The most familiar accompaniment to the voice is the piano, or in earlier days, the guitar or the lute. Putting the voice with larger ensembles runs the risk of drowning the voice in the volume of the other instruments.
One combination that has really been left to 20th-century composers is the voice and string quartet. The colours of the 5 instruments match well and the voice doesn’t get overwhelmed by the strings.

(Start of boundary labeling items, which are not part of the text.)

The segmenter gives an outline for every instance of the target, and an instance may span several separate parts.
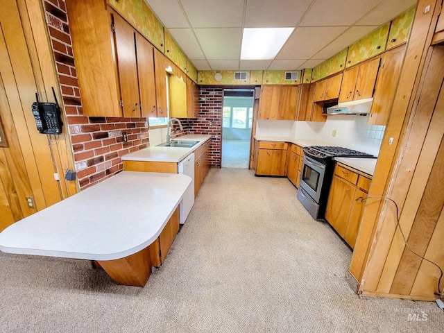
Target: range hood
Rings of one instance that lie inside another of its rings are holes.
[[[327,108],[327,114],[361,114],[370,113],[373,99],[358,99],[339,103]]]

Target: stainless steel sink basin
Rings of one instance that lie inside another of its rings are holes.
[[[198,141],[177,140],[177,141],[171,141],[170,142],[164,142],[163,144],[157,144],[157,146],[158,147],[191,148],[198,142],[199,142]]]

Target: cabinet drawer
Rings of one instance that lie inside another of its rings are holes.
[[[358,187],[362,189],[364,191],[366,191],[367,193],[368,193],[368,190],[370,189],[370,185],[371,183],[371,179],[359,175],[359,178],[358,178]]]
[[[300,147],[296,144],[290,145],[290,152],[294,153],[296,155],[300,155]]]
[[[358,174],[345,168],[343,168],[340,165],[336,165],[334,167],[334,174],[349,181],[352,184],[356,185],[358,181]]]
[[[271,141],[259,141],[259,149],[287,149],[287,142],[274,142]]]

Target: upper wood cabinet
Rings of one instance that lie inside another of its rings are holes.
[[[263,85],[259,103],[259,119],[277,120],[279,111],[280,87],[277,85]]]
[[[404,54],[405,46],[402,45],[382,55],[368,119],[368,123],[371,125],[387,124]]]
[[[155,100],[157,114],[160,117],[168,117],[166,101],[166,71],[165,56],[154,49],[154,69],[155,73]]]
[[[154,73],[154,46],[138,33],[136,33],[136,45],[141,116],[157,117]]]
[[[298,90],[295,85],[282,86],[279,99],[278,120],[294,120],[298,107]]]
[[[342,73],[318,81],[316,84],[314,101],[329,101],[339,97],[341,83]]]
[[[121,117],[110,14],[103,1],[66,5],[83,114]]]
[[[302,121],[325,122],[327,117],[323,115],[323,105],[314,103],[316,83],[303,84],[300,86],[296,120]]]
[[[123,117],[140,116],[135,31],[121,16],[111,11],[119,69],[121,103]]]
[[[339,102],[369,99],[373,96],[380,58],[366,61],[343,73]]]
[[[66,3],[83,114],[157,116],[151,43],[103,0]]]
[[[294,120],[297,105],[297,86],[262,86],[258,118],[268,120]]]

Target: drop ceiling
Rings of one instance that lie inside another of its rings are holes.
[[[144,0],[198,70],[312,68],[416,0]],[[294,27],[273,60],[240,59],[244,28]]]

Arnold Schoenberg: String Quartet No. 2, Op. 10
One of the most striking examples of the form was Schoenberg’s 1908 String Quartet No. 2. He started writing in March 1907 and then left it for a year, picking it up again in July 1908 and completing it in September 1908. Schoenberg’s innovation was to add voice to the last two movements. He uses two poems by Stefan Georg, a poet for whom he had a great affinity. Litanei, the first poem is an overjoyed arrival of a traveler at the house of the Lord. The second song, Entrückung (Ecstasy) starts with a line that seems to characterize Schoenberg’s new experiments in music: Ich fühle luft von anderem planeten / I feel the breeze from another planet. The quartet is dedicated to his wife and the two texts emphasize coming to love and happiness through difficulties.
Arnold Schoenberg: String Quartet No. 2, Op. 10 – III. Litanei (Fred Sherry String Quartet)

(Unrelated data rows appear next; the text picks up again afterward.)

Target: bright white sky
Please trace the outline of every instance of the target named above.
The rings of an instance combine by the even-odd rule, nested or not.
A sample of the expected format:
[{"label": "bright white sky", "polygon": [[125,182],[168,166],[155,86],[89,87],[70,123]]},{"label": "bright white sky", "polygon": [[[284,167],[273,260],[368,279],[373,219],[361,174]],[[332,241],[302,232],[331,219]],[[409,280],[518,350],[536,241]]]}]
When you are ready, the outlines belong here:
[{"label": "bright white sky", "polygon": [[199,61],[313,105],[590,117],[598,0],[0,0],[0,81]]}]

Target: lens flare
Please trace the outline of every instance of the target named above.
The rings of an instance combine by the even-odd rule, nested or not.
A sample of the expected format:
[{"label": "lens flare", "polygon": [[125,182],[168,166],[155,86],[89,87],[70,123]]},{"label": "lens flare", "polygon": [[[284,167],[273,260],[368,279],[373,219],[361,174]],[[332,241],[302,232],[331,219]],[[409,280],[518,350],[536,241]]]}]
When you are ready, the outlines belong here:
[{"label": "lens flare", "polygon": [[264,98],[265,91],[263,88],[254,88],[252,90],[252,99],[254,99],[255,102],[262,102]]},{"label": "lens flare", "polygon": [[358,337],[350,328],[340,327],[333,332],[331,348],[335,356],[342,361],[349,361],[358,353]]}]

Arnold Schoenberg: String Quartet No. 2, Op. 10 – IV. Entrückung (Fred Sherry String Quartet)
From Schoenberg’s work, we can get a feeling for the difference that the string quartet provides as accompaniment: it’s darker, deeper, and more expressive than most keyboard performances can give.

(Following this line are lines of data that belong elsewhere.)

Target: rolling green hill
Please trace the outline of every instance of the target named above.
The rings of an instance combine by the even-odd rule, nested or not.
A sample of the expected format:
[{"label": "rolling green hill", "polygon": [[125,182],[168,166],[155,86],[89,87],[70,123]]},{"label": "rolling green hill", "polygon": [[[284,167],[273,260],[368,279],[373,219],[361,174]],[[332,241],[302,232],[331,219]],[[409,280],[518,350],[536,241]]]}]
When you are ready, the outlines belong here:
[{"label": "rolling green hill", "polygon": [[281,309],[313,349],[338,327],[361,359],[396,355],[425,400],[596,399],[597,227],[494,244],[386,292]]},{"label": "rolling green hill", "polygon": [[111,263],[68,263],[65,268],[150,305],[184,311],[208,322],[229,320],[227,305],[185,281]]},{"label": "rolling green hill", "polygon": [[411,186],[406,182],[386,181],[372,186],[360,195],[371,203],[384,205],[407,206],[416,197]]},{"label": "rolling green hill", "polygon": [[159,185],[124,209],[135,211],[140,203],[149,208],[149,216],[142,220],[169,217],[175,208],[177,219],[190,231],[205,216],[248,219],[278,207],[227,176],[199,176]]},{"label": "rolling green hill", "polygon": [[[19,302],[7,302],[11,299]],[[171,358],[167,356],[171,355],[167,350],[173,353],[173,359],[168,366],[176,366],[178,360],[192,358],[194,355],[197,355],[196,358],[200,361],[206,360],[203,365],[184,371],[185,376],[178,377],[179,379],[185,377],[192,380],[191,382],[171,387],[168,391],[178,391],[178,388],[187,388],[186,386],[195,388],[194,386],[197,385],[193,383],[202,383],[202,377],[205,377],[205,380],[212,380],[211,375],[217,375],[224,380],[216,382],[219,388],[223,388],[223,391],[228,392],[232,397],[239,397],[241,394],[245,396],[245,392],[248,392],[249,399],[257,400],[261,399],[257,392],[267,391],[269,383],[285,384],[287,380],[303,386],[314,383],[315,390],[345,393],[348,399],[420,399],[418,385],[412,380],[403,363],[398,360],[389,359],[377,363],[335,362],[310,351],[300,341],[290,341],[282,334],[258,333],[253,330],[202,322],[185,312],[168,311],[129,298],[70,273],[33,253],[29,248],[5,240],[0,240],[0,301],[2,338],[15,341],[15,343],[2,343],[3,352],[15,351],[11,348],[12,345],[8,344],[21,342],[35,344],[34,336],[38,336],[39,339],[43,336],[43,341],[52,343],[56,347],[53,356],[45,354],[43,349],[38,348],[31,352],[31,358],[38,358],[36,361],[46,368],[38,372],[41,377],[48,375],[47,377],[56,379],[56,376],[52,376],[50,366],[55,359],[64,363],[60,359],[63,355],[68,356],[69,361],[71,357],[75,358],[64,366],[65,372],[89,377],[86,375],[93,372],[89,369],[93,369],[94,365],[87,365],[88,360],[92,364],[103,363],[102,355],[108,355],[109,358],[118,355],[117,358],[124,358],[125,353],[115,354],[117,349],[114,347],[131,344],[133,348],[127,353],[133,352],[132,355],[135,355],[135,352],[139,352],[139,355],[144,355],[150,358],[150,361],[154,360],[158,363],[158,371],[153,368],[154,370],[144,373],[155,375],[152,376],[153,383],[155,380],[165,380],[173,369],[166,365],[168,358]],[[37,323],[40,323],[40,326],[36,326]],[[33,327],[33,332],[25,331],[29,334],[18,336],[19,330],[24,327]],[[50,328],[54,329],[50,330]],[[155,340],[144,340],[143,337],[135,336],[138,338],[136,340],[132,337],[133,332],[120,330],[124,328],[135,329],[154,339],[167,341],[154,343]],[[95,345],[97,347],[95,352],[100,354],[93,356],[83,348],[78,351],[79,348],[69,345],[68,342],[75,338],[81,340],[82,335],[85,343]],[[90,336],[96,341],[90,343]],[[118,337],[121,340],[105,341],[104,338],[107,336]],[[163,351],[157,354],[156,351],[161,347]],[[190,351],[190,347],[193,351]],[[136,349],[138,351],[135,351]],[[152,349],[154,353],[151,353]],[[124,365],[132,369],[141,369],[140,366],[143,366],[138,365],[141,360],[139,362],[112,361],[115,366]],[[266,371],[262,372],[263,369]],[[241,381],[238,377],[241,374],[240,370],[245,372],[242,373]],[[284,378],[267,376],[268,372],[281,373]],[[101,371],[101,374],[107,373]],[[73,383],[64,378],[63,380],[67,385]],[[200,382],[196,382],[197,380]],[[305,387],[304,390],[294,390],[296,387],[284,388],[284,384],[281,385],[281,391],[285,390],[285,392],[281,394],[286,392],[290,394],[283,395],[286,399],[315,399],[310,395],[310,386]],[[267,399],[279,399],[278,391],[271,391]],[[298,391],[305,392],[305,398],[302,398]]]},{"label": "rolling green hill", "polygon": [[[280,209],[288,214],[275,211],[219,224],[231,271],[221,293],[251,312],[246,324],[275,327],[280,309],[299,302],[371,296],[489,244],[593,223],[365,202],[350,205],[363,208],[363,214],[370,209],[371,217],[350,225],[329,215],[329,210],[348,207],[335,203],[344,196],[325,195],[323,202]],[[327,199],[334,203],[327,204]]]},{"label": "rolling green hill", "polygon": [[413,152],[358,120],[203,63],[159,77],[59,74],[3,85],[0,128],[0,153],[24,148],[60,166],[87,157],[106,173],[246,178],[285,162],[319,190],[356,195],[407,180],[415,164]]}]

Ottorino Respighi: Il tramonto, P. 101
Ottorino Respighi’s 1914 work Il tramonto is set to the words of Percy Shelly’s poem The sunset. The poem is one of doomed love – Isabel’s lover dies unexpectedly and she lives on, seemingly worn away, eventually, by time and care for others, but longing for what she lost.
Ottorino Respighi: Il tramonto, P. 101 (Anne Sofie von Otter, mezzo-soprano; Brodsky Quartet)
Othmar Schoeck: Notturno, Op. 47
Swiss composer Othmar Schoeck (1886–957) wrote his Notturno, Op. 47, in 1931-33, setting poems by Nikolaus Lenau and a fragment by Gottfield Keller. In the 5 movements, Schoeck sets 10 poems in 5 movements: 4-1-1-1-3 per movement; like so many of the works in this small genre, this is a dark work, described as Schoeck’s ‘dark night of the soul’ by one writer.
In the single-poem second movement, Traumegewalten, the poet has awoken from a dream so sad he woke up crying as if coming from a funeral; wicked guests had been in his house as he slept and had left, having taken everything from him ‘…and have emptied the wine on the table.’
Othmar Schoeck: Notturno, Op. 47 – No. 2. Presto (Olaf Bär, baritone; Carmina Quartett)
The genre seems to have flourished in the 20th century and the texts seem to be full of pain and sorrow – again, supported by the sympathetic echo of the strings. We’ll close with a poem by Matthew Arnold, Dover Beach, written around 1851. The poem is obscure and difficult, even to modern analysts, but Arnold creates his own soundscape of the drag of the sea on the shingle beach. Arnold finds that sound of the sea to be an ‘eternal note of sadness’. He looks at history and sees how the formerly bright work is now melancholy. He closes with another look around the deserted beach: ‘And we are here as on a darkling plain | Swept with confused alarms of struggle and flight, | Where ignorant armies clash by night’.
Samuel Barber: Dover Beach, Op. 3
When Samuel Barber (1910–1981) sang this for Ralph Vaughan Williams while playing the string parts on the piano, Vaughan Williams congratulated him, saying that he had tried his own setting several times but hadn’t been able to complete any. Barber wrote this work in 1931 and it is one of the most famous in this very small genre. Barber saw Arnold’s text as having an almost American pessimism, which makes it seem very modern despite being written solidly in the Victorian period.
Samuel Barber: Dover Beach, Op. 3 (Dietrich Fischer-Dieskau, baritone; Juilliard String Quartet)
Barber’s setting has been described as ‘brooding’, as seems to fit with the other works for voice and string quartet that we’ve examined. The dark qualities of the string quartet fit the somber texts chosen for them. Not all of the works for voice and string quartet are so dark – composers such as Peter Warlock and Vivian Fine set Elizabethan texts this way – but for Schoenberg, Respighi, Schoeck, and Barber, the darkness fits perfectly.